(editor's note: find a brief bio of Bruce Damer from his March 2007 guest column)
Its been just over a year since my last guest posting and in that time we have put some real beef into the Virtual Worlds Timeline effort. The team led by Henrik Bennetson and Henry Lowood at Stanford will soon start ingesting hundreds of hours of video and other material produced by a number of people during the mid to late 1990s virtual worlds early-adopter "boom" (a veritable "Cambrian Explosion" of VW platforms happened in 1995-96). Our archival efforts took us back even further with Chip Morningstar's digitization of a superb LucasFilm piece about Habitat produced in 1986. This is also going into the VW timeline project (thanks Chip & Randy!) and you can get a preview of it here on Google Video.
But this column is not about looking back, but about looking forward to the future, especially where this current Virtual Worlds boom may be going. The key question I would like to pose the community is: are we already seeing the early sign of a Virtual Worlds downturn that may lead to a "winter" as severe as the one in the period 2000-2003? The second logical question is: if this is so, what can we do to head off or reduce the slope of a new downturn? If the infamous "chasm" lies before us, and not back in 2000-2003, then what can we do to sling a rope bridge over it?
Part ONE: Does the Chasm Still Lie Ahead?
Signs of an "inflection point" or upcoming "chasm" on the adoption and business curve of the current batch of virtual worlds platforms might be indicated by any or all of the following:
1. Is Second Life (the flagship platform) user growth stalled or continuing to expand? Some experts have commented to me that SL's regular usership (die-hards, creators, social mavens) is no more than 20,000 which would not justify its business existence if it was an MMO-game play platform. I don't have any way to confirm these numbers, anyone out there have a more informed opinion?
2. Is the coming of several new VW platforms going to balkanize a
limited usership or grow the user base? In looking at broader scope of
user interactivity demographics, will the move of more people to do
their primary computing on mobile platforms reduce the number of people
using VWs on big screens or put a cap on the growth of the VW market?

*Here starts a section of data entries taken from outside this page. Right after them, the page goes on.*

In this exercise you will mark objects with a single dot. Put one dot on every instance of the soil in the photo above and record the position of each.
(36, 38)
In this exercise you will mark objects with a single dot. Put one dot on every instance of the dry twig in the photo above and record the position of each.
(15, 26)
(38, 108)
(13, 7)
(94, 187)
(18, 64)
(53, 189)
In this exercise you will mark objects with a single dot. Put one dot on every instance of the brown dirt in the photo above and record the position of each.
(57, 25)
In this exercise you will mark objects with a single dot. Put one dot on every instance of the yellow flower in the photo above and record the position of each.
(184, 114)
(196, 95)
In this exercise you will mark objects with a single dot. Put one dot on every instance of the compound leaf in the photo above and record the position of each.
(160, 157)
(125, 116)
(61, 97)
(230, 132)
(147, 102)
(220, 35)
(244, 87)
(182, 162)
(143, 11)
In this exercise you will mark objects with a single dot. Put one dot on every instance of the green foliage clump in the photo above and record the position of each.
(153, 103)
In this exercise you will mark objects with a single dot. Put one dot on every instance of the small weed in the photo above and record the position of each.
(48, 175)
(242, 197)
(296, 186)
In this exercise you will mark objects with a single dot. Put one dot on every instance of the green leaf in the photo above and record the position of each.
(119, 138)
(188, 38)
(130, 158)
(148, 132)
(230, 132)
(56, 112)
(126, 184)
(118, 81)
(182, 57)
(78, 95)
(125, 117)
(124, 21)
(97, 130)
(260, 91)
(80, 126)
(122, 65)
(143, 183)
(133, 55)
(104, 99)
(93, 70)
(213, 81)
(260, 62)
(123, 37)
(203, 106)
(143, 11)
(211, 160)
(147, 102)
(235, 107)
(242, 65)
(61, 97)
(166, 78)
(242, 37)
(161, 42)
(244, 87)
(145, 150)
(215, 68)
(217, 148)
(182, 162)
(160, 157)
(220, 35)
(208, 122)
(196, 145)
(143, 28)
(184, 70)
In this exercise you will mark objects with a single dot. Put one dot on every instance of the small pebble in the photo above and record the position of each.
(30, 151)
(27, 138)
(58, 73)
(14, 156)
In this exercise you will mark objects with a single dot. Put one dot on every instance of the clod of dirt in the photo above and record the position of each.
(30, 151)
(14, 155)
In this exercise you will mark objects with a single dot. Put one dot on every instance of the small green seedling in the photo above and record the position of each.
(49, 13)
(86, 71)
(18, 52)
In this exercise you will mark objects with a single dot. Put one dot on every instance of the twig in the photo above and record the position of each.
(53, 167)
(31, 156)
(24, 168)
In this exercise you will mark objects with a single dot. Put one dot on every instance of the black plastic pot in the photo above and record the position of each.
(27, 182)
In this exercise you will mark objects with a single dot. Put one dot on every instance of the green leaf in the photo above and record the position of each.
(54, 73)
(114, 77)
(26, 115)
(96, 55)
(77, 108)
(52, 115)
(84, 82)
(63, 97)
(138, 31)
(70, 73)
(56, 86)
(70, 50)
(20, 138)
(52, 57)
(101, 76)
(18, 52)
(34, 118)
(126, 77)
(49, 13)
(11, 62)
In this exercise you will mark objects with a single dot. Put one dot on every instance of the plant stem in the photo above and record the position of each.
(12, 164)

Is the fact that there are now so many options for real-time
representation of people online (Skype, Twitter, etc) means that VWs
are always going to struggle for visibility? Is interaction in a VW
that much more enriching and valuable than the simpler modalities
available in other platforms? Will VWs ever really go mainstream? I
continuously hear complaints about VWs not being worth the trouble,
especially from people much younger and hipper than me (I am 46) who
prefer much lighter weight forms of interaction. What does this portend?
3. Are open source efforts the inevitable shape of things to come (ie, creating standardized protocol layers which would lower the cost of entry and operation of the whole VW ecosystem) or simply an expression of frustration with or fear of the long term prospects of commercial platforms?
4. Is the fact that our business treats as normal the building top to bottom custom browsers and servers a clear sign of an immature industry? Would the continuous beefing up of Flash or Adobe's new AIR platform "eat the virtual worlds medium" by creating a single ubiquitous front end?
5. Are virtual worlds already ubiquitous in that they are a part of online gaming (non game play socializing and creating) and gradually appearing as real time affordances in other community settings (Facebook chat, Club Penguin etc)?
6. Randy Farmer talks about the relative desirability of "small worlds" (ie, small footprint, simple to install/use worlds like the original Palace, and perhaps exemplified today by IMVU). Will these small worlds garner more usership in the long run than the big-iron, mega-landscape worlds such as SL and There? If you could embed a small world into your Facebook page, why would you take all the trouble to go to a big alternate universe walled off from the web?
7. If various venture funded VW enterprises start to close their doors in the next year or so, will this "pull down" the whole medium and deflate the already too-inflated expectations (like housing foreclosures do to a neighborhood)? The media will capitalize as easily on the stories of the failures on the way down as they did with the stories of the successes on the way up.
8. Lastly, the "walled gardens" represented by multiple proprietary VW platforms guarantee a certain (high) percentage of failure in the near-term. All industries with a large number of small players using proprietary technologies soon undergo traumatic downsizing or consolidation with a few monopoly players emerging. Think of the telephone system and Ma Bell in the 1920s and 30s and the microcomputer industry in the 1970s-80s before the IBM PC rose to supremacy. But do VWs have such a potent growth driver behind them that there will be capital and incentives allowing dominant monopoly players to emerge? Or will VWs find their fate as a boutique type enterprise embedded within other businesses?
Thats probably enough provocative questions for this first posting. I look forward to your comments, opinions, feelings, questions, and a few rants here or there to make it all interesting! Depending on where the discussion goes, the next posting might be: Part Two: Ways to Cross the Chasm While Avoiding the Big Belly Flop!